正門の玉川池の石組みには、『人生の最も苦しい いやな 辛い 損な場面を真っ先きに微笑を以って担当せよ』という、玉川のモットーが刻まれています。さまざまな困難にも進んで立ち向かい、それを担う人間を育てることを玉川学園共通の実践目標として掲げています。

小学部(1−5)のK-12経塚校舎の玄関には、「清い心・よい頭・強い体」と、創立者小原國芳の文字で「玉川っ子の目標」が刻まれています。「真・善・美・聖・健・富」の6つの価値を有した、調和のある人格を目指す「全人教育」を、小学生にもわかりやすい言葉で示されています。

小学校段階では、学びの基礎基本を身に付けることが大切です。そのためには、自分で立てた規範に従って、自分のことは自分でやっていくという主体的な態度も必要となります。各学年で得た基礎的な知識や技能をもとに思考し、判断し、表現できる力をしっかりと体得させることを通して、「学ぶことの楽しさ」や「わかることの喜び」を味わわせ、自学自律の基礎を培っていきたいと思います。

また、広大なキャンパスの中で、四季折々の自然に触れる体験や海外の提携校との交流、STEM教育(科学、テクノロジー、エンジニアリング、数学の領域に力を入れ、総合的に学ばせること)に共通言語としての英語、芸術・文化を加えた玉川独自のESTEAM教育を通して、子供たちの感性を磨き、一人ひとりの探究心を刺激することで、学習意欲の向上を図ります。

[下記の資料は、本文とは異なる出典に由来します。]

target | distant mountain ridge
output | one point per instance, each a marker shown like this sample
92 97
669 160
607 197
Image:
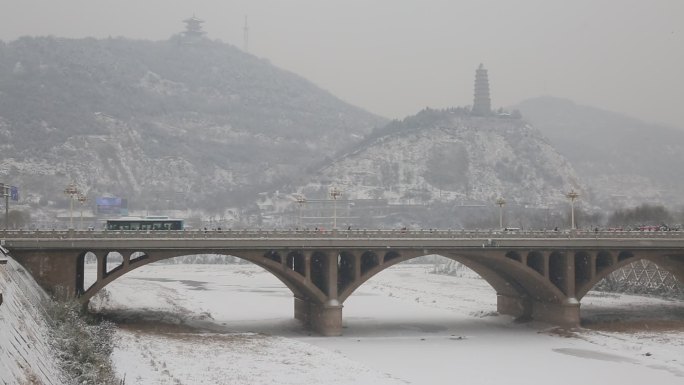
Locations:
163 123
624 161
448 157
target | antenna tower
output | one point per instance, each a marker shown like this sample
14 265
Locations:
245 33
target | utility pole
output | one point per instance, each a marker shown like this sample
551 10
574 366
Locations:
572 195
71 191
334 193
501 202
5 193
245 36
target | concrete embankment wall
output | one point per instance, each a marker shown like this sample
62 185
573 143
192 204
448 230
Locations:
25 354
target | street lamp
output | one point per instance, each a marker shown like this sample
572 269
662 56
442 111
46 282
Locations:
334 193
82 199
72 192
501 202
300 200
572 195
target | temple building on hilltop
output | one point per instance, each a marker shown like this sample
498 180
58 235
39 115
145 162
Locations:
482 104
193 28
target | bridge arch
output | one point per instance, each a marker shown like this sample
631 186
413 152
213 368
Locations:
290 277
607 263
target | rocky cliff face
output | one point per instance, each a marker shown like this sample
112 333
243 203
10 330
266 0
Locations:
449 156
164 124
625 161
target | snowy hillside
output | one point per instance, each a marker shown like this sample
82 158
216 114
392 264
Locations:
167 125
25 355
448 156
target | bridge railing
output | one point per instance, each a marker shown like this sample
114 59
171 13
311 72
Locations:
352 233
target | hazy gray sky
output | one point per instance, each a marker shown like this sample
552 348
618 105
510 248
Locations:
395 57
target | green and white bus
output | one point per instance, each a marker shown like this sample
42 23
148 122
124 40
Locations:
144 223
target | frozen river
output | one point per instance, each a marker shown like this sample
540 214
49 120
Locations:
233 324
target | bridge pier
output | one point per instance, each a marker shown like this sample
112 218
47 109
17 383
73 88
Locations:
325 319
566 314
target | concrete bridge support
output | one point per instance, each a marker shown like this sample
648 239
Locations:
325 319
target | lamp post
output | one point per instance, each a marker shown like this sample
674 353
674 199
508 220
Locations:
334 193
71 191
82 199
501 202
572 195
5 193
300 200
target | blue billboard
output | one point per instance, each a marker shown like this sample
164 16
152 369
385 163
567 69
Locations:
111 205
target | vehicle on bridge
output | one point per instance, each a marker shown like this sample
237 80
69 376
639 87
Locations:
144 223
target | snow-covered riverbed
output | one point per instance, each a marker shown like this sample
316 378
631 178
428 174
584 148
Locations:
405 326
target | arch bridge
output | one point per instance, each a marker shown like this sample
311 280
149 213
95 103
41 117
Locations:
536 275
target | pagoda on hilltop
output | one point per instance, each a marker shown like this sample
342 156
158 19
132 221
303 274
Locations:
482 104
193 28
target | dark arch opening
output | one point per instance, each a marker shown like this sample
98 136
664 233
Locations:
603 260
345 270
514 255
295 261
273 255
582 267
557 270
319 267
625 255
113 261
138 256
86 271
390 255
369 260
535 260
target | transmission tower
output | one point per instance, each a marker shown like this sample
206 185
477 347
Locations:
245 33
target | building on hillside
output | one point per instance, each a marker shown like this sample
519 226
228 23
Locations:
193 28
482 104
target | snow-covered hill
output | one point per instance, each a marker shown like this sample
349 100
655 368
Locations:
450 157
164 124
25 355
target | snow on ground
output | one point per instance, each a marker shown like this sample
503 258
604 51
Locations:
233 324
25 355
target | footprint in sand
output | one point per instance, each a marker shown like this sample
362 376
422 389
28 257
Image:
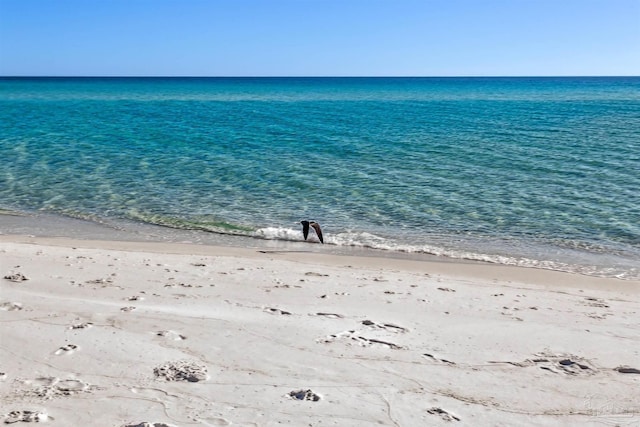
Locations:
172 335
10 306
276 311
16 277
84 325
386 326
182 370
627 370
304 395
436 359
52 387
330 315
66 349
557 363
447 416
26 417
353 336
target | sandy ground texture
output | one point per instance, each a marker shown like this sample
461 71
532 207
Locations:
154 335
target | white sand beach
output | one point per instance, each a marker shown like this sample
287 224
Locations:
103 333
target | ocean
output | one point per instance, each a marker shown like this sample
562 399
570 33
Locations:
536 172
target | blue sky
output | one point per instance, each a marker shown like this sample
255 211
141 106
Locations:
319 37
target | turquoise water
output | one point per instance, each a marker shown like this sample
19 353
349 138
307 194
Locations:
540 172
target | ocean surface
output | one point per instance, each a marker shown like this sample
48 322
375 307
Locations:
539 172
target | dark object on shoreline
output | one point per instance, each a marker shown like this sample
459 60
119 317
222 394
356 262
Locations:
316 227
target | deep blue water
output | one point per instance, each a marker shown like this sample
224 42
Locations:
526 171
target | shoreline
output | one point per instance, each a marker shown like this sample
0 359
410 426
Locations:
454 268
57 226
124 333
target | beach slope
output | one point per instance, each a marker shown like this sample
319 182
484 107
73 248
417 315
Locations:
123 334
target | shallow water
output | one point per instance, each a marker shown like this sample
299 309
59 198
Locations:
523 171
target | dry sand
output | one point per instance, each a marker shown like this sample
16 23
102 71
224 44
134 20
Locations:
153 334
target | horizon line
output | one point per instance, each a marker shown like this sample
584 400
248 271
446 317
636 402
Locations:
316 76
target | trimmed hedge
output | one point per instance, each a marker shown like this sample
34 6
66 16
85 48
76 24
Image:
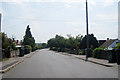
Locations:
97 52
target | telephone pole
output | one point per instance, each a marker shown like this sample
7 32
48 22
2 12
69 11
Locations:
87 51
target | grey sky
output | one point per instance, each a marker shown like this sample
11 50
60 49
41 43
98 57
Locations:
50 17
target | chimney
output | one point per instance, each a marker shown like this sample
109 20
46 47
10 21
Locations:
108 39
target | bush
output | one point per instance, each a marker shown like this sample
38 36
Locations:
28 49
80 52
97 52
118 46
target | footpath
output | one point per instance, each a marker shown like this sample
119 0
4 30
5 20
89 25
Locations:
93 60
12 62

さらに、人間教育に不可欠な「宗教的修養」としての礼拝の時間を設けています。人智の及ばない大きな力に対する畏敬の念や、自分が生かされていることに感謝する心を育てることが何より大切であると考えています。どんな場面でも損得を越えた「神様に喜んでもらえる存在」を目指しています。

子供たちの「夢」の実現のために、上の3つの目標を掲げ、「神と人から喜ばれ、国際社会において責任ある行動をとることができる人材の基礎を育てること」を目指して日々の教育活動にあたっています。

教育部長(小学部1−5) 野瀬 佳浩

玉川学園では、6年生から中学年校舎で7年生、8年生と一緒に生活します。6年生は中学生と一緒に学校生活を送ることで、様々な自分の可能性に気づき、目標をしっかりと持つことができます。小学校課程から中学校課程へ違和感なくスムーズに学校生活を続けることができるのが一貫教育の大切な利点です。

中学年では、低学年で行っている総合学習をさらに発展させるため、各教科の発展学習である「自由研究」に取り組ませます。これは、各自が選んだテーマを1年間かけて学習する探究学習です。自分の興味を持った課題に取り組んでいくときに、様々な問題に遭遇します。そうした問題を考え、調べ、解決していくための方法を見つけていくのです。こうした学習を続けることにより、児童たちは自ら学ぶ姿勢を身につけていきます。

また、6年生では林間学校を行い、日常の学習、自由研究、そして、国際教育を含めた各種行事をも含めて、子供たちは大きく成長します。